Companies Billed in up to a Third of HSE Inspections

Between a quarter and a third of inspections carried out by the HSE since its cost-recovery scheme came into force in October last year found a material breach of health and safety law, resulting in a fee for intervention (FFI) on the companies involved.

This was revealed by the regulator’s head of field operations David Ashton, to delegates at the IOSH Conference on 26th February. The first run of invoices, which was initiated last month, has so far seen 1400 bills sent out to non-compliant business, meaning, he said, “the money is really coming in”.

Mr Ashton also highlighted what he called “the multiplying effect” of the scheme: “From the cases we take and the information we publish, companies realise that they really don’t want to experience ‘the knock’ from the HSE, followed by a bill. I don’t want to call it a deterrent – I see it as more of a spur to good behaviour, and this is a definite advantage of the scheme.”

Briefly explaining how the scheme works, Mr Ashton said that for companies that comply with the law in all significant respects, the HSE’s advice is free, while those who don’t will be charged for its time to put things right.
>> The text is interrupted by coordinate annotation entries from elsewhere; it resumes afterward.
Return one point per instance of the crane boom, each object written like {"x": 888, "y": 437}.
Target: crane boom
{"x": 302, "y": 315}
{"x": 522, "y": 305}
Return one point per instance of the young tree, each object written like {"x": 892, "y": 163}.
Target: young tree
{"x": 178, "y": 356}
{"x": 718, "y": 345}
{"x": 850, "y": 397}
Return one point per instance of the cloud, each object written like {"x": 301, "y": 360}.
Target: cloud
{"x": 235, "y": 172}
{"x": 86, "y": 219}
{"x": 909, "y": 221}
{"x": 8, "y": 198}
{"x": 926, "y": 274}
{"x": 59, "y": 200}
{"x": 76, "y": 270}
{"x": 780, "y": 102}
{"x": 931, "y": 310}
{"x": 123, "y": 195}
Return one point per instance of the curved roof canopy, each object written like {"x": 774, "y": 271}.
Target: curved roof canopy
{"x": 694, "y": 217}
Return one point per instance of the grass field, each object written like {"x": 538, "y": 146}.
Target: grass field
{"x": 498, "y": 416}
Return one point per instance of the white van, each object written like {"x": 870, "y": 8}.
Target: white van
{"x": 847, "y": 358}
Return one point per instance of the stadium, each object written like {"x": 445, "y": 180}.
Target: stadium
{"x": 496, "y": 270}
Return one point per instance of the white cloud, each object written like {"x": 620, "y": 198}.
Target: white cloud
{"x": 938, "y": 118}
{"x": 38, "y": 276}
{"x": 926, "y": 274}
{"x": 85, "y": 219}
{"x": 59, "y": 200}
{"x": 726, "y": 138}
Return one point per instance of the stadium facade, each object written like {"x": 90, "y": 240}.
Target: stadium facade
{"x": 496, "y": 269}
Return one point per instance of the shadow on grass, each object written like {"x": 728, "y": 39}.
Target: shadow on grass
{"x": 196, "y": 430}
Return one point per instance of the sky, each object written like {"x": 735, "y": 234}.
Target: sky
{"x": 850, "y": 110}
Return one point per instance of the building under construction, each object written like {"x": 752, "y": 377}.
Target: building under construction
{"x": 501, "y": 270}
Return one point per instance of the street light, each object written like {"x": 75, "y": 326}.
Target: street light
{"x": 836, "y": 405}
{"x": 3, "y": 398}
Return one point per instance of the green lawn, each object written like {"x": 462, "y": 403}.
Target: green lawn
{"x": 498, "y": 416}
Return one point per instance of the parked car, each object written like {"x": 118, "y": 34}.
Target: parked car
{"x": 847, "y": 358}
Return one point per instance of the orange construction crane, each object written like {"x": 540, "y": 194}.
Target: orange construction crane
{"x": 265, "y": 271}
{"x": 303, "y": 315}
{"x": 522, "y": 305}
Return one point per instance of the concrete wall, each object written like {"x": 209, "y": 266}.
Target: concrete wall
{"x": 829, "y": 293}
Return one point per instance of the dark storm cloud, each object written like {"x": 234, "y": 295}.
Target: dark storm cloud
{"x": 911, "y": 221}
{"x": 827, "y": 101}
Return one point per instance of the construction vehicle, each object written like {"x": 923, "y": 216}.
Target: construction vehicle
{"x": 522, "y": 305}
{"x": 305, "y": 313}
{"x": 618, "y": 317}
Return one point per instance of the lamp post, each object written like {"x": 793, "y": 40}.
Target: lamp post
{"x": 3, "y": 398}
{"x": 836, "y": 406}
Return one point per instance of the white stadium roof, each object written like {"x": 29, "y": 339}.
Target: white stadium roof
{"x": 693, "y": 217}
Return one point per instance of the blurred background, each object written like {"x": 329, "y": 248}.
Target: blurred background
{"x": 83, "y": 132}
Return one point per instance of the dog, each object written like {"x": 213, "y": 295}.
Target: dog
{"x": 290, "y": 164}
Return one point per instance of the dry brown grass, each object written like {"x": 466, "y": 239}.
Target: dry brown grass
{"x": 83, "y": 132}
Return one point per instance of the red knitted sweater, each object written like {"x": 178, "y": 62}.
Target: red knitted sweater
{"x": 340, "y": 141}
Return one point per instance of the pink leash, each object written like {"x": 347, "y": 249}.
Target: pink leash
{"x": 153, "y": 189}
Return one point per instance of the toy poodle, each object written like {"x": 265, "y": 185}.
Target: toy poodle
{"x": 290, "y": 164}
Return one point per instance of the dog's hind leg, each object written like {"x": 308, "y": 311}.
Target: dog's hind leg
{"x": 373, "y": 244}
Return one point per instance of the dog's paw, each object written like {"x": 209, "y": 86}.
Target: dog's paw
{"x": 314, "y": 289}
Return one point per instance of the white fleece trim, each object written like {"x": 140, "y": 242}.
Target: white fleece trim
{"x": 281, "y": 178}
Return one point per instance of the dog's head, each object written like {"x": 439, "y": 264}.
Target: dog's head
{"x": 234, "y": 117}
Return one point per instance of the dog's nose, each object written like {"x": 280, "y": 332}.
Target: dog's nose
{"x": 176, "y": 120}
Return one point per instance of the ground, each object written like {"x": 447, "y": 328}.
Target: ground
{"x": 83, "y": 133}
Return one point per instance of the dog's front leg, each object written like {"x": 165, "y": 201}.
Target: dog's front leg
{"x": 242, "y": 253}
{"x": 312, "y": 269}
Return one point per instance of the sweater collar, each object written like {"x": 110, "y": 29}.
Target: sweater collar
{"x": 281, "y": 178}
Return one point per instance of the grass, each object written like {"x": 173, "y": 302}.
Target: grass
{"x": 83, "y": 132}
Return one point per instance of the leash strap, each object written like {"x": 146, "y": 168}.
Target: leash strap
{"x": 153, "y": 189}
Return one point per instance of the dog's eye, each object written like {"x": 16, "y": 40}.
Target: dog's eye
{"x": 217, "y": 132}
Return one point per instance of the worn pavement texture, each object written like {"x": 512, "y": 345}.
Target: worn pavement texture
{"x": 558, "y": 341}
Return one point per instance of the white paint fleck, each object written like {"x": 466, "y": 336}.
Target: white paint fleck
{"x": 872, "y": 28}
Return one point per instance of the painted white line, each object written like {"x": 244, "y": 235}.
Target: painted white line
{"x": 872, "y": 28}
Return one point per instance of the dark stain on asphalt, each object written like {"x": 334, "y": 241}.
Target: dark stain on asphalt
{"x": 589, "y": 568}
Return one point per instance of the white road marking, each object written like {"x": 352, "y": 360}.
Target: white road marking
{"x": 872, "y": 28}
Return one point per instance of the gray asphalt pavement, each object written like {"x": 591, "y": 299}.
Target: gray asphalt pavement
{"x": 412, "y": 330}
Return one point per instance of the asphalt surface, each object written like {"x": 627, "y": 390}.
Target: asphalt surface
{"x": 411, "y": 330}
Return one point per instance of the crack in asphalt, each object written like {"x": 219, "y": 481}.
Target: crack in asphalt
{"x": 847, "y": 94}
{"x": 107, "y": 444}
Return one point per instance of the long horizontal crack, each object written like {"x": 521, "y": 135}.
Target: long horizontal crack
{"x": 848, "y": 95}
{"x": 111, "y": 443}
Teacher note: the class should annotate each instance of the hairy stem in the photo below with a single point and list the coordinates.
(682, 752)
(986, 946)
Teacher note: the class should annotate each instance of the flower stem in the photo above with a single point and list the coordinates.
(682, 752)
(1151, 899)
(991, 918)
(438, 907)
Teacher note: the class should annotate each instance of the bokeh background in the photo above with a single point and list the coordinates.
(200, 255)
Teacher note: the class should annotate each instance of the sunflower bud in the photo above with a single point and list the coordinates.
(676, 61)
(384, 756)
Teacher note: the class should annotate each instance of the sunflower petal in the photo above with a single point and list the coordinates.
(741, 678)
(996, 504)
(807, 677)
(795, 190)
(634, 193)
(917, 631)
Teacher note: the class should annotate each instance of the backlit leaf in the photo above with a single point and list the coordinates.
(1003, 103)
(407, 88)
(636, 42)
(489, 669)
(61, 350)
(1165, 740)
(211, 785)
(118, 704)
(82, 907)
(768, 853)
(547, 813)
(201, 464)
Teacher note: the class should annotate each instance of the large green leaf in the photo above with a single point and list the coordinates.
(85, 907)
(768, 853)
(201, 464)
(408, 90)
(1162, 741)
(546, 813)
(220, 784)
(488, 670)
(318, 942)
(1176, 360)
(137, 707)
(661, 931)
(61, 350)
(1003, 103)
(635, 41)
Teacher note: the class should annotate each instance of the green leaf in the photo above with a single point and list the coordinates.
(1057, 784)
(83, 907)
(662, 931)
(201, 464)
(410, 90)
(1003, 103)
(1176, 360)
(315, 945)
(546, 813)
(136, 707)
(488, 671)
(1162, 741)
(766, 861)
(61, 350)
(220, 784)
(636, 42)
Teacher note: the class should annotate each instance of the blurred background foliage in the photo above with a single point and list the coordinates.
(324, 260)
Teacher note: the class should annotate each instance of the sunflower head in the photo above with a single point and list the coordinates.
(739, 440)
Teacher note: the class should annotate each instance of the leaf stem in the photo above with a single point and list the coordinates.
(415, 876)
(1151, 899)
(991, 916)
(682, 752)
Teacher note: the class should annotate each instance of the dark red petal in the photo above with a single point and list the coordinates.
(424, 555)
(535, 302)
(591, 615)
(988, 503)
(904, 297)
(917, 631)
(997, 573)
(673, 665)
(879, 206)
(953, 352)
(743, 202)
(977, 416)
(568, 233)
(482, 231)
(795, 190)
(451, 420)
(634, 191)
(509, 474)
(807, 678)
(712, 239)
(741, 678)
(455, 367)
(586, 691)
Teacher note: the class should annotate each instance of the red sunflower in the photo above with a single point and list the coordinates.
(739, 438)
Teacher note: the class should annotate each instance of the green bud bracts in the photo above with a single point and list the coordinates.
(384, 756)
He reassured delegates: “We won’t go looking for breaches, easy targets, or deep pockets. And there are no financial targets for inspectors. We won’t change what we do, which is look at sites, see what’s wrong, assess the significance of that and act accordingly. If there is a material breach, it will trigger a bill for our time.”

The FFI procedure, once it has been trigged by determining a material breach – which, Mr Ashton emphasised several times, is clearly explained in the myriad guidance on FFI available on the HSE’s website – works as follows.

The company will get a formal notice of contravention, which will include details of what is wrong (i.e the contravention itself), what action is required, and information about FFI. This covers the entirety of the inspection process and the time necessary afterwards to report on that work – all of which is charged at £124 per hour.

Invoices are sent after two months, and the duty-holder has 30 days to pay. There is a formal disputes and queries mechanism, though Mr Ashton revealed that of the 1400 invoices sent so far, the number of appeals has been “in single figures”.

He concluded: “I think FFI is here to stay and, some years from now, we will be glad we did it.”